相続税の申告上、未成年者が相続人の場合は未成年者控除というものがあります。

 

計算されたその未成年者の相続税額から下記で計算された金額を控除した金額が納付額になります。

  20歳までにに達するまでの年数(1年未満切り上げ)×10万円

※過去に未成年者控除を受けている場合は一定の調整有

 

※成年年齢の引き下げに伴い令和4年4月1日以降の相続の場合は20歳→18歳になります。

 

未成年者控除の要件

相続開始の時点において20歳未満で法定相続人であることの他に日本国内に住所があることが要件となります。(例外有、詳しくは国税庁HP未成年者の税額控除をご覧ください。)

 

未成年者控除は、相続により財産を取得した場合に適用があるため、まったく財産を相続により取得していない場合は適用がありませんので注意が必要です。また、上記によって計算した未成年者控除が本人から控除しきれない場合(控除額に余りがある場合)は他の相続人(その未成年者の扶養義務者に限る)の相続税額から控除できます。

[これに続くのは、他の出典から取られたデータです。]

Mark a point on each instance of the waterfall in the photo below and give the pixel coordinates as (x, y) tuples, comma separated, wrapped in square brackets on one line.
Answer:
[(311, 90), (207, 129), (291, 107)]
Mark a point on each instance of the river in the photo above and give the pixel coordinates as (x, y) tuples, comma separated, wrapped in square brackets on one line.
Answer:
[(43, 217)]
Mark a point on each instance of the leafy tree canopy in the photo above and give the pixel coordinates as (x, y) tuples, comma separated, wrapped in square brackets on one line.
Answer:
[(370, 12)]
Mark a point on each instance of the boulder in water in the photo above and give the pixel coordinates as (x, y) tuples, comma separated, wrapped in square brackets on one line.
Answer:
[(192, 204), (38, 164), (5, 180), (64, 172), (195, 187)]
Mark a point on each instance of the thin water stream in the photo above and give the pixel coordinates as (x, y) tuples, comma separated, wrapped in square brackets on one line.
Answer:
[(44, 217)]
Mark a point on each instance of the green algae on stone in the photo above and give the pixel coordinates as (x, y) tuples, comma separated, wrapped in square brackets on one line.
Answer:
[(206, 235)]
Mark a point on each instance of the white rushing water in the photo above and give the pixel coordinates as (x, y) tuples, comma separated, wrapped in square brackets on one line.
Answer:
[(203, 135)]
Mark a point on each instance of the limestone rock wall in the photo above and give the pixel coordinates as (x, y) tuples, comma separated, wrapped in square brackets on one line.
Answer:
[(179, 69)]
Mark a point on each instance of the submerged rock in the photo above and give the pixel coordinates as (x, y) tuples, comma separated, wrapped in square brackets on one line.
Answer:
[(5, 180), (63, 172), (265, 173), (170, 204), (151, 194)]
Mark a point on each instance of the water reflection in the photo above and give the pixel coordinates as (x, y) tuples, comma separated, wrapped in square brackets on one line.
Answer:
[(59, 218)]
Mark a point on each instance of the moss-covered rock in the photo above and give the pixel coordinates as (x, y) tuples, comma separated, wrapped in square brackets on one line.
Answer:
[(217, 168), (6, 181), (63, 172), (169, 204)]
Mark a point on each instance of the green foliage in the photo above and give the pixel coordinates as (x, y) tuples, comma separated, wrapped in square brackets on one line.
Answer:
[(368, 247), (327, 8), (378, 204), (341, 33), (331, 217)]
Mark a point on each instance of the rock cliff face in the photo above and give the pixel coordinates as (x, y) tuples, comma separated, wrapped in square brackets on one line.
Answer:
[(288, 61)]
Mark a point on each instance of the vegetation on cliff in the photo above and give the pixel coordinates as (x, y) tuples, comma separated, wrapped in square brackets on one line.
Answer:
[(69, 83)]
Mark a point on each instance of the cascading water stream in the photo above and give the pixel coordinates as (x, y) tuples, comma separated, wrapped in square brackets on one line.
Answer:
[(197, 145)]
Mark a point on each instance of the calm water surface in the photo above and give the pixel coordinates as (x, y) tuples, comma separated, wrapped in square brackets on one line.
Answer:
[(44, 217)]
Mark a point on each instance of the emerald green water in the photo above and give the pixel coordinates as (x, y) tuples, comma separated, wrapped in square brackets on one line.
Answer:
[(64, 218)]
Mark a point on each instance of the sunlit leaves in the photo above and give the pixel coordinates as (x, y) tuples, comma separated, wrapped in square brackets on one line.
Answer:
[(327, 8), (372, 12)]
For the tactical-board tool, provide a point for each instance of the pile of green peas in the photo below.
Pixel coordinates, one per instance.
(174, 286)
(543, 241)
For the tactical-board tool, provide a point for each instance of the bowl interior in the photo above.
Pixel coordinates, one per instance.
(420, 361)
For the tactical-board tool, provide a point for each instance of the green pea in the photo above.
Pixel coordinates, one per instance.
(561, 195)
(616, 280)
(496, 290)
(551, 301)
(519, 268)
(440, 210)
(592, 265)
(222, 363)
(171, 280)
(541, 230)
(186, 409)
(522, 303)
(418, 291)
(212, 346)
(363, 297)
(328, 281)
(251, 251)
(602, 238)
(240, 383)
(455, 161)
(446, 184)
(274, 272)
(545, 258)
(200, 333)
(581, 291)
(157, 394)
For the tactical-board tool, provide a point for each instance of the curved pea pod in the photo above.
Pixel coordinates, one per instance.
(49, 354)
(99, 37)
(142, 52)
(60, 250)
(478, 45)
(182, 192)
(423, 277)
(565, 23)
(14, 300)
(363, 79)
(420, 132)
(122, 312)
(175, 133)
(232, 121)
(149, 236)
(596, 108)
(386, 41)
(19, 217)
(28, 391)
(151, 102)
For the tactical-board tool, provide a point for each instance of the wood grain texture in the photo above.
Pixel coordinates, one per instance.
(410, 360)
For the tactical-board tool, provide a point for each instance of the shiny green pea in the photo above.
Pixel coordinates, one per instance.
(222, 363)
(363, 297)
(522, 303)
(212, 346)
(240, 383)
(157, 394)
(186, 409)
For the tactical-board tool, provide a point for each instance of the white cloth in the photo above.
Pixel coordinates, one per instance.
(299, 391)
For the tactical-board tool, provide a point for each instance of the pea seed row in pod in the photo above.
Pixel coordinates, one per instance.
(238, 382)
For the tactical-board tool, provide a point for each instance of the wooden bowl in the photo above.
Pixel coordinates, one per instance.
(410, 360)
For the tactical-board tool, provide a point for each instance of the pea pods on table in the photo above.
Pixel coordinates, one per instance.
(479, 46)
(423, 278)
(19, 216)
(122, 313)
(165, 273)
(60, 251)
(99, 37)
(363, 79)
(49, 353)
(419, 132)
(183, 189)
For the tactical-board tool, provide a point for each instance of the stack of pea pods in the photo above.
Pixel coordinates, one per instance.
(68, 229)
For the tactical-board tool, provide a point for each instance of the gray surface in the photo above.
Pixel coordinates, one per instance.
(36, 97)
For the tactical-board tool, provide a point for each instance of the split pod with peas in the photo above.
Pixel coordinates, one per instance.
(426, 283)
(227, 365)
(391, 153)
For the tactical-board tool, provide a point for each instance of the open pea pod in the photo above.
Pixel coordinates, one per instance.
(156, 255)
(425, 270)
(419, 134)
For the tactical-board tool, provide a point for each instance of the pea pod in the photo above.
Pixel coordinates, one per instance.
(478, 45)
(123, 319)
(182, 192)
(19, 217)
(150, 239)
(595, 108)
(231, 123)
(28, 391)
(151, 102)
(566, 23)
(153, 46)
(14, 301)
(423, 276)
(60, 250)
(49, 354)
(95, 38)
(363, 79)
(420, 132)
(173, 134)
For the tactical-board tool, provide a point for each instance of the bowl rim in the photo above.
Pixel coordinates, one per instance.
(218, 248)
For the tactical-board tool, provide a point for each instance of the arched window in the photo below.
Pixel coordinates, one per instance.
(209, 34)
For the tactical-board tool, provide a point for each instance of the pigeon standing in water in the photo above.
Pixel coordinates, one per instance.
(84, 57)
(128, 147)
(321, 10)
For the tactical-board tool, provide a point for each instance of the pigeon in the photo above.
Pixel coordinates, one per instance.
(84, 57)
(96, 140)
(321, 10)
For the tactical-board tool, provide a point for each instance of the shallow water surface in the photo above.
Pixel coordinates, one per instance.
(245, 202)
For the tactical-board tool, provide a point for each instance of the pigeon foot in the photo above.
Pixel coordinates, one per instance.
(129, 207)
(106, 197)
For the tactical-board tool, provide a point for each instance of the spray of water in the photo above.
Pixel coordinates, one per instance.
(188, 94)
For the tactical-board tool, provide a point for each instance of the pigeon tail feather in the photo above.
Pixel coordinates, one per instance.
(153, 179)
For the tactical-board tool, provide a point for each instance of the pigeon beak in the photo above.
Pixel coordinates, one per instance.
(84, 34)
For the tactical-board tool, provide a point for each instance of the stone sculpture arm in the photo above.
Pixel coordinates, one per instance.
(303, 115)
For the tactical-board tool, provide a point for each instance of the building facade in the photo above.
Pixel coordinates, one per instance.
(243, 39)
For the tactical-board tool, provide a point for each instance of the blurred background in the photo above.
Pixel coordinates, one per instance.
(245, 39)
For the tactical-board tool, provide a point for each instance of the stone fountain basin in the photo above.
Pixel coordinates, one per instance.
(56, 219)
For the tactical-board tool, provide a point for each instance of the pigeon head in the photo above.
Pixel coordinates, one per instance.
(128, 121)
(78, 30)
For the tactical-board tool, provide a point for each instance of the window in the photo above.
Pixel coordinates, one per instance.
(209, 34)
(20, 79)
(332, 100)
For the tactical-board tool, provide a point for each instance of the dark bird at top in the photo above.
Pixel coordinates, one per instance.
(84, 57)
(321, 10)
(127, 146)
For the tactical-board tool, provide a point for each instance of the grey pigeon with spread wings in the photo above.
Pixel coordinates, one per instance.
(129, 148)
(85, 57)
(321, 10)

※扶養義務者・・・配偶者、直系血族、兄弟姉妹及び3親等内の親族で一定のもの

 

□相続税の申告の押印は誰の印鑑を押せばいい?

 相続税の申告をする際には申告書に押印をしますが、これは実印ではなく認印OKになっています。では相続人が未成年者の場合は誰が印鑑を押すのでしょうか?

 他の税目の申告書も同じですが、税務の申告そのものは法律行為ではなく、通知行為というものになるため遺産分割のような法律行為ではありません。そのため未成年者本人の印鑑(押印)でもいいということになりますが、意思確認という意味では何歳なら大丈夫かという問題もありますので当事務所税理士が税務代理を行う場合には、その未成年者の法定代理人(親権者)の押印をお願いしています。ご自身で申告される際も未成年者の場合は法定代理人が押印していれば問題はないと思います。なお、この場合に申告書に記載する氏名(納税義務者)はその未成年者の氏名になります。